# Superstring

## Table of Contents

Author |
B. Cazaux & E. Rivals (rivals@lirmm.fr) |

Date |
2018-04-10 |

**Abstract**: This document covers some knowledge and research results about the algorithmic notion of *superstring*.

## 1 Introduction to superstring

Strings (also called words), which are sequence of symbols, arise in many applications. Superstrings result from merging strings that overlap.

Figure 1: Superstring of three words

In this example, \(w\) is a superstring of the three words \(s_1\), \(s_2\), and \(s_3\).
As seen in the above example: \(s_3\) *overlaps* \(s_1\) by 2 symbols. This overlap is "used" to merge \(s_1\), and \(s_3\).

### 1.1 The archetypical question: *Shortest Linear Superstring*.

A well-studied question in algorithms (in computer science) is called *Shortest Linear Superstring*.

You are given a set of words, say \(P\). We denote the words of \(P\) by \(s_1, \ldots, s_n\). In other words, the input is \(P := \{s_1, \ldots, s_n\}\) a set of words. The sum of their length is denoted by \(\vert \vert P \vert \vert := \sum_1^n\left| s_i \right|\) and called the norm of \(P\).

The question is: find a string \(w\) that is a superstring of all words of \(P\) and is a short as possible.

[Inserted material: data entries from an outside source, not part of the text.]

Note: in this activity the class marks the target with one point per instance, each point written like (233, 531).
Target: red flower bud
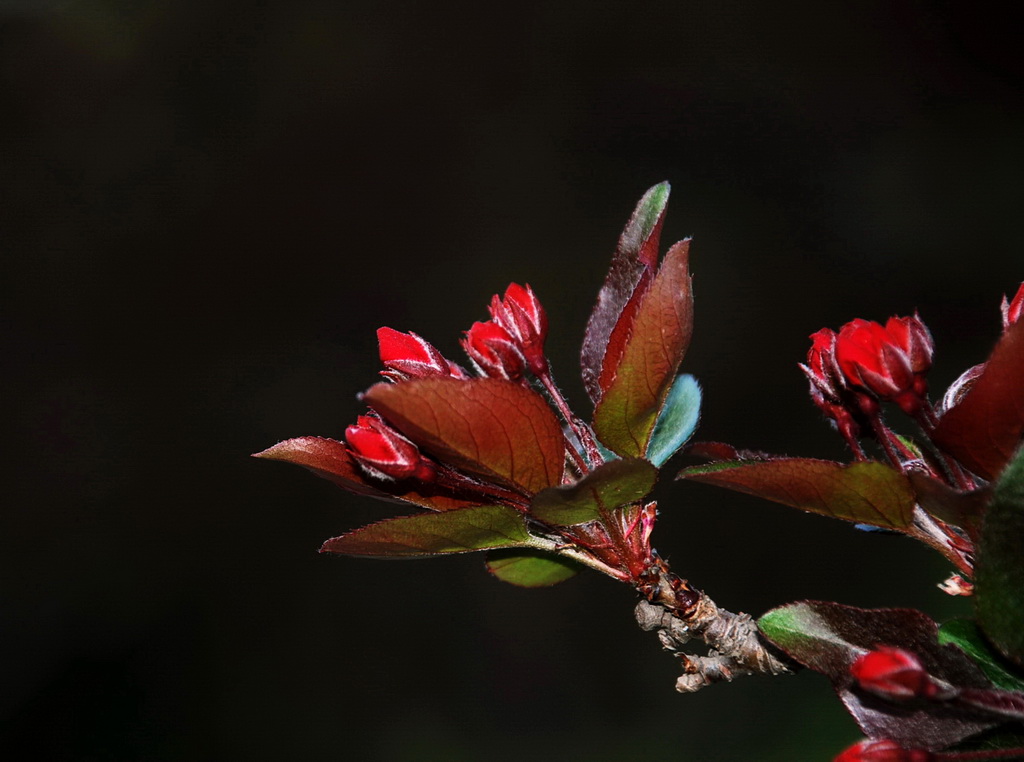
(521, 314)
(494, 351)
(1012, 309)
(882, 750)
(410, 355)
(894, 673)
(827, 386)
(914, 339)
(887, 362)
(384, 453)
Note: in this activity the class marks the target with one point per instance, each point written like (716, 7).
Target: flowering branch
(495, 460)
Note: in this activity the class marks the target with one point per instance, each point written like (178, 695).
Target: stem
(581, 429)
(989, 754)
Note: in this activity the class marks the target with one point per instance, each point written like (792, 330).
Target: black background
(209, 207)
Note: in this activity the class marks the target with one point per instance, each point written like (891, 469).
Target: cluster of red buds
(382, 456)
(498, 348)
(854, 371)
(865, 364)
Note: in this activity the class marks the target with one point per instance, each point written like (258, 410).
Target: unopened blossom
(882, 750)
(494, 351)
(410, 355)
(894, 673)
(1012, 309)
(384, 453)
(887, 362)
(521, 313)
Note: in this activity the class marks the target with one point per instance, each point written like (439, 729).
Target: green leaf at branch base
(462, 531)
(530, 568)
(966, 635)
(868, 493)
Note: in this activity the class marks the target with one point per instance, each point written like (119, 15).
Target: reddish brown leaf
(865, 493)
(330, 460)
(491, 427)
(828, 637)
(985, 428)
(634, 260)
(626, 415)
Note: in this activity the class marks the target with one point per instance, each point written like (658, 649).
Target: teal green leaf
(461, 531)
(610, 485)
(999, 564)
(966, 635)
(530, 567)
(677, 421)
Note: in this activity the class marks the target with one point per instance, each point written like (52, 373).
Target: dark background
(209, 207)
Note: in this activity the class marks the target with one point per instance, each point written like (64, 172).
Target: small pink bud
(521, 314)
(827, 385)
(888, 363)
(410, 355)
(384, 453)
(894, 673)
(882, 750)
(494, 351)
(1012, 309)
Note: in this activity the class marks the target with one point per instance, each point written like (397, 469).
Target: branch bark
(680, 614)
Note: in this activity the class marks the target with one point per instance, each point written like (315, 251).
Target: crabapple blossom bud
(888, 363)
(384, 453)
(494, 351)
(410, 355)
(521, 314)
(882, 750)
(1012, 309)
(827, 386)
(894, 673)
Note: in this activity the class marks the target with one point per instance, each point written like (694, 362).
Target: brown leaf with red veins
(984, 429)
(491, 427)
(330, 460)
(658, 338)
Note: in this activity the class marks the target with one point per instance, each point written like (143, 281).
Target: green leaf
(329, 459)
(491, 427)
(610, 485)
(658, 337)
(630, 272)
(462, 531)
(984, 429)
(677, 421)
(999, 564)
(530, 568)
(864, 493)
(966, 635)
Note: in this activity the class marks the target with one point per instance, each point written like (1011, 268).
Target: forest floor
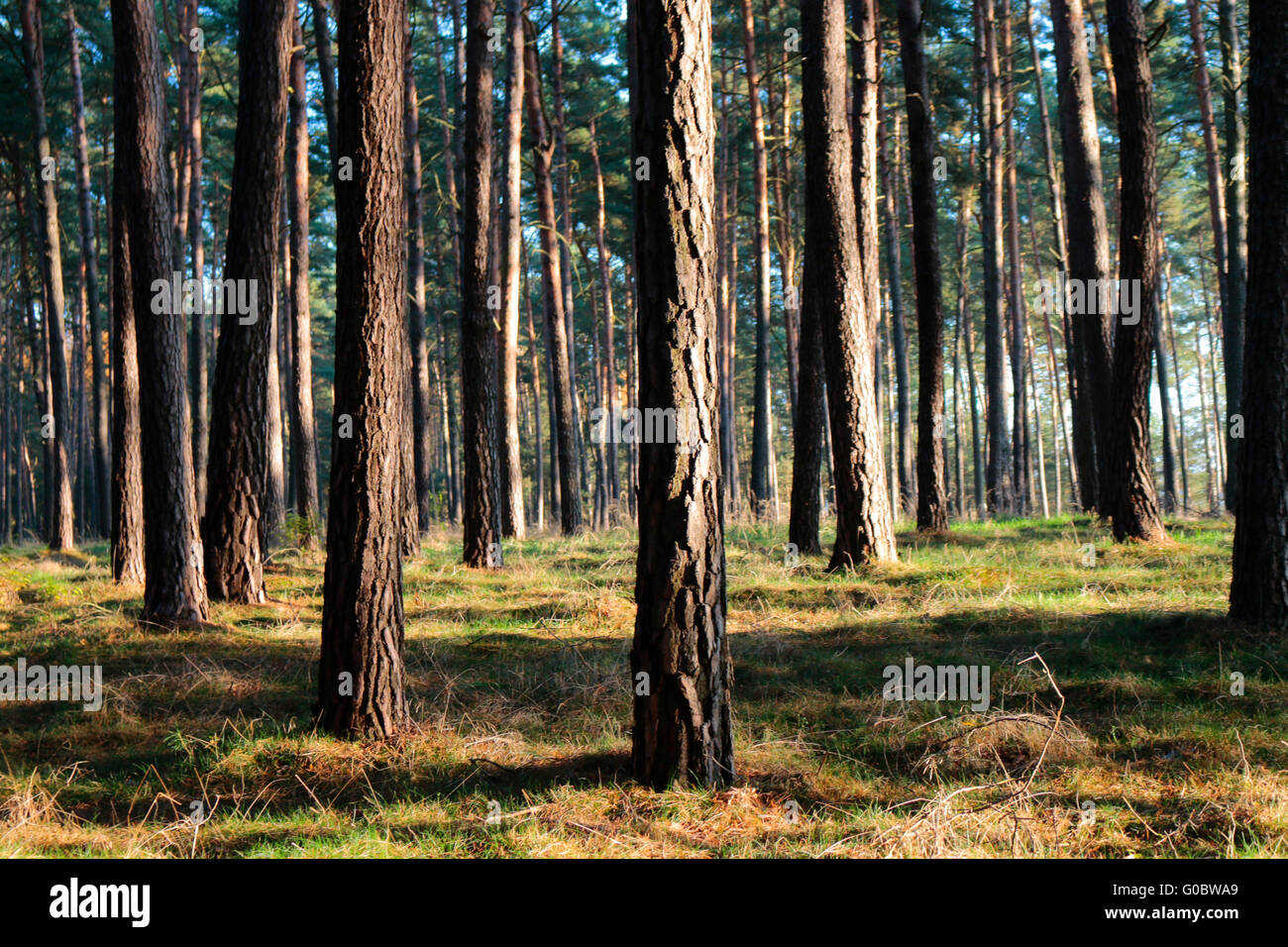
(1127, 742)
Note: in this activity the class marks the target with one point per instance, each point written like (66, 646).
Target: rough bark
(175, 589)
(127, 445)
(237, 476)
(552, 277)
(1133, 504)
(609, 360)
(833, 283)
(60, 534)
(511, 468)
(99, 515)
(931, 489)
(683, 728)
(1000, 486)
(1234, 312)
(1258, 591)
(763, 499)
(304, 450)
(361, 674)
(420, 438)
(481, 514)
(1089, 248)
(198, 369)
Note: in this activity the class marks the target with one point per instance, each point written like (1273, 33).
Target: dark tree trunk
(450, 166)
(361, 674)
(1089, 343)
(1000, 483)
(304, 451)
(237, 479)
(552, 275)
(905, 450)
(421, 446)
(807, 434)
(683, 723)
(763, 497)
(609, 363)
(198, 369)
(1258, 591)
(833, 286)
(511, 474)
(127, 458)
(101, 515)
(1234, 311)
(1017, 316)
(175, 591)
(60, 534)
(326, 67)
(931, 489)
(866, 67)
(481, 515)
(1133, 504)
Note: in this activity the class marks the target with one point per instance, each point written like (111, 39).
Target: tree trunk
(127, 446)
(481, 514)
(1234, 311)
(1017, 317)
(931, 489)
(833, 286)
(681, 668)
(863, 99)
(416, 311)
(452, 214)
(1133, 504)
(361, 673)
(304, 451)
(1089, 341)
(605, 287)
(761, 425)
(905, 453)
(198, 371)
(1258, 591)
(175, 591)
(326, 67)
(552, 273)
(60, 534)
(1001, 488)
(539, 483)
(101, 514)
(511, 478)
(237, 479)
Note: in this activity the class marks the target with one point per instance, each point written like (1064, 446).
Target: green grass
(519, 689)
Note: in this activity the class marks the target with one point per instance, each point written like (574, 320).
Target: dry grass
(519, 685)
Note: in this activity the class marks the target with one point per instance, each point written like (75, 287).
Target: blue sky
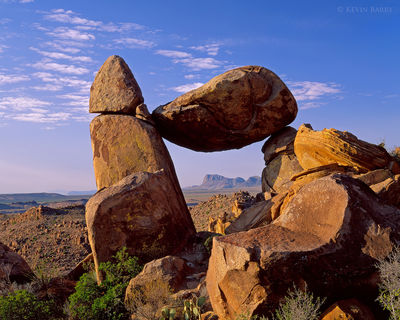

In a sense, this question is difficult to solve.

### 1.2 The Overlap Graph (OG)

One way to solve it is to build a directed graph called the *Overlap Graph* for \(P\). In this graph, each input word is represented by a node. An arc from a node \(x\) to a node \(y\) is weighted by the length of the longest overlap from word \(x\) onto word \(y\).
Once the OG is built, it suffices to search a special kind of path in this graph. The desired type of path is known as a *Maximum Weighted Hamiltonian Path*. It must visit all nodes once and only once, and moreover, the sum of the weights of the arcs it traverses must be maximal.

Figure 2: Example of overlap graph for \(P := \{abaa, abba, ababb, aab\}\)

**Game**

- Can you find a Hamiltonian path on this graph?
- Can you find a Hamiltonian path on this graph, such that the sum of the weigths on its arcs is the largest?

## 2 The Hierarchical Overlap Graph

We have proposed another graph that can replace the Overlap Graph, it is called the *Hierarchical Overlap Graph* (HOG).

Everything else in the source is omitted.